M. Chirac a entamé la première journée de sa visite d’Etat par un hommage samedi à ces victimes au pied du Tsitsernakaberd, le « Monument au génocide des Arméniens », en présence du couple présidentiel arménien. « Souviens-toi », a écrit le chef de l’Etat sur le livre d’or du monument.
Parmi ses invités de la diaspora arménienne, le numéro un mondial du caviar Armen Petrossian confiait être « submergé par l’émotion », le journaliste Daniel Bilalian éclatait en sanglot et le footballeur Youri Djorkaeff observait, figé, la minute de silence.

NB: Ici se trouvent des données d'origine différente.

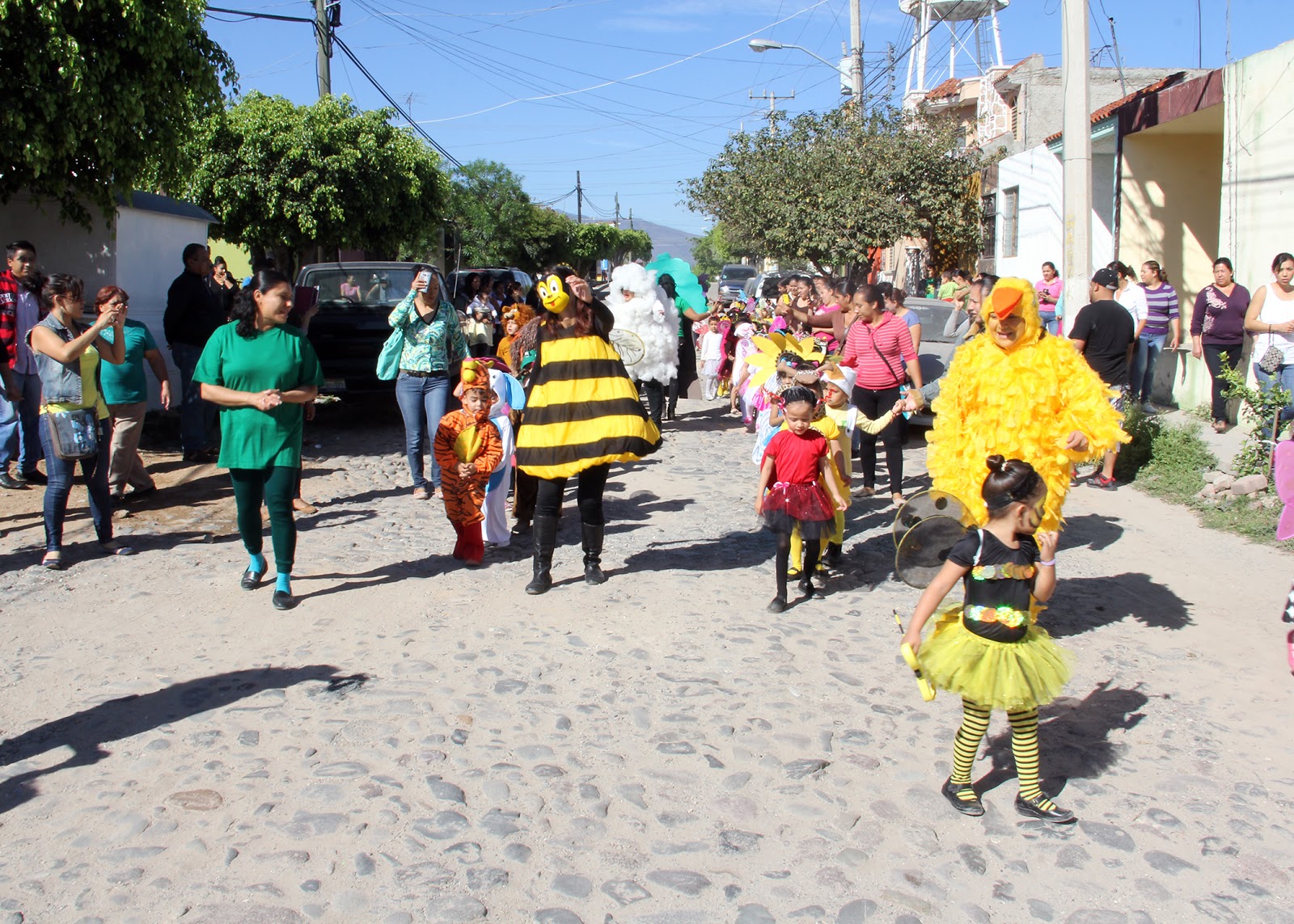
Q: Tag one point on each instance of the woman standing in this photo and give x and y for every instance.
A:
(880, 347)
(433, 346)
(686, 344)
(1218, 329)
(1271, 320)
(894, 306)
(1161, 318)
(260, 370)
(127, 394)
(1048, 295)
(581, 415)
(68, 360)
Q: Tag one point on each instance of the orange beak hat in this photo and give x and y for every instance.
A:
(476, 374)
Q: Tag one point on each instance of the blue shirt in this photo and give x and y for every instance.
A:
(126, 383)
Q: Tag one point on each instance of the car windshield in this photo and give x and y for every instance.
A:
(362, 286)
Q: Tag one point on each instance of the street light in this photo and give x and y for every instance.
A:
(761, 45)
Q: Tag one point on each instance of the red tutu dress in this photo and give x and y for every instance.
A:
(796, 496)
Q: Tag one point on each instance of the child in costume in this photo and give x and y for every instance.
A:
(509, 398)
(467, 449)
(796, 465)
(1017, 394)
(989, 650)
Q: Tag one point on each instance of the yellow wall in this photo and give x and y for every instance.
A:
(1169, 211)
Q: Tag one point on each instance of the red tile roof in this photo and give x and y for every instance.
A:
(945, 91)
(1106, 112)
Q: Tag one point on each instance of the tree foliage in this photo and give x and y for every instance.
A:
(97, 92)
(288, 179)
(830, 187)
(716, 247)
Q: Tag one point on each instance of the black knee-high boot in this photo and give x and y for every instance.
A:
(593, 554)
(545, 536)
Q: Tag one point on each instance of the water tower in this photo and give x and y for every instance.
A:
(931, 15)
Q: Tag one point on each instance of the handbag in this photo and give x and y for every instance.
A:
(388, 360)
(74, 434)
(1272, 360)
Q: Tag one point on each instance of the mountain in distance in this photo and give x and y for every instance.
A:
(664, 239)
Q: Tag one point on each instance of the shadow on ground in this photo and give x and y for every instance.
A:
(87, 732)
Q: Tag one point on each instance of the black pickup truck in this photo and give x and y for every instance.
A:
(355, 302)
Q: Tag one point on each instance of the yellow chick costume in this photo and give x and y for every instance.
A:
(1021, 403)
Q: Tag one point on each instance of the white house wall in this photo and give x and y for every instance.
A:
(1039, 176)
(148, 267)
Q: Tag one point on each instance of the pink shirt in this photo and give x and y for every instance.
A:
(866, 346)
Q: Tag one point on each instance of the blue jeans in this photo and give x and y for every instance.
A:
(197, 417)
(422, 404)
(61, 474)
(1284, 378)
(19, 437)
(1147, 353)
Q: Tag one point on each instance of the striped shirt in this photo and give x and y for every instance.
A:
(1161, 308)
(879, 353)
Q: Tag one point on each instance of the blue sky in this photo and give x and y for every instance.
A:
(640, 96)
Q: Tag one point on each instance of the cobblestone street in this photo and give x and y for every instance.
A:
(422, 743)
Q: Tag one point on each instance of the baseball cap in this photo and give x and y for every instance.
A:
(1106, 278)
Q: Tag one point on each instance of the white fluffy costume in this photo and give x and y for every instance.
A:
(646, 331)
(509, 396)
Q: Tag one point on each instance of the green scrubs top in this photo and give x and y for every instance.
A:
(280, 357)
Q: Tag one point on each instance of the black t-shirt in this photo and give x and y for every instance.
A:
(1106, 327)
(990, 588)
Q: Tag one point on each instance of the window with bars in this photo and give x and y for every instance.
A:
(1011, 222)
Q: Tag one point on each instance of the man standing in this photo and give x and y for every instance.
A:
(19, 405)
(193, 312)
(1104, 333)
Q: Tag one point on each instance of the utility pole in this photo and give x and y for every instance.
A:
(1119, 61)
(324, 40)
(856, 53)
(773, 105)
(1077, 140)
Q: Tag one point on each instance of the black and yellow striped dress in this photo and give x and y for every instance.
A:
(582, 409)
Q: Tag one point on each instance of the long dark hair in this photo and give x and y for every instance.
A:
(245, 306)
(1009, 482)
(582, 312)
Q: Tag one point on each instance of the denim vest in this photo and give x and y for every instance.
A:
(60, 382)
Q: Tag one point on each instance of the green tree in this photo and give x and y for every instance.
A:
(99, 91)
(289, 179)
(489, 215)
(830, 188)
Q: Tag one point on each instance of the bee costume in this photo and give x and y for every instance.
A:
(581, 415)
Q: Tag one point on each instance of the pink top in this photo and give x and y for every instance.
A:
(1052, 289)
(866, 346)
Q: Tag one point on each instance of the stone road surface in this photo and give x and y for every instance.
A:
(420, 743)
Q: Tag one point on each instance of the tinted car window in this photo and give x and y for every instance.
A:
(382, 288)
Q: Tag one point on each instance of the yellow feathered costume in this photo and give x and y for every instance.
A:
(1021, 402)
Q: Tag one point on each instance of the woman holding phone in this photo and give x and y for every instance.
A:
(433, 346)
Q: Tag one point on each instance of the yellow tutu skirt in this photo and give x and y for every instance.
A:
(1009, 676)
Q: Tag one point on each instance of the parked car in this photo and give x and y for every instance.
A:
(349, 331)
(457, 281)
(935, 355)
(733, 281)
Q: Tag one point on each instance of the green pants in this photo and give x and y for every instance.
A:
(275, 486)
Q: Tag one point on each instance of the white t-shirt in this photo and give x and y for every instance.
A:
(1275, 311)
(1134, 301)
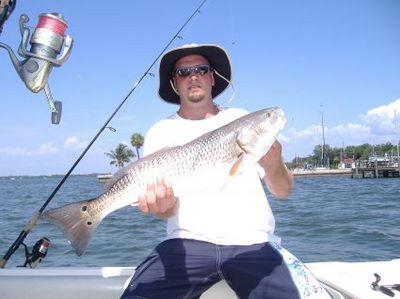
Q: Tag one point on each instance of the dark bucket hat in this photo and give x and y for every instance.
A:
(217, 57)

Jacques Chirac, qui a inauguré une « place de France » a également assisté samedi soir à un concert en plein air devant plusieurs dizaines de milliers de spectateurs, de Charles Aznavour, adulé en Arménie.
« C’est avec une émotion profonde que je découvre la terre d’Arménie », a lancé Jacques Chirac, saluant « l’histoire héroïque et tourmentée de ce peuple d’Arménie issu de la plus haute antiquité ».
Il a rendu hommage à « tous les survivants de cette tragédie », évoquant les tueries de 1915-1917.
Ce concert était également le lancement de « l’année de l’Arménie en France », une série de quelque 400 manifestations culturelles arméniennes qui vont se dérouler en France d’ici au 14 juillet.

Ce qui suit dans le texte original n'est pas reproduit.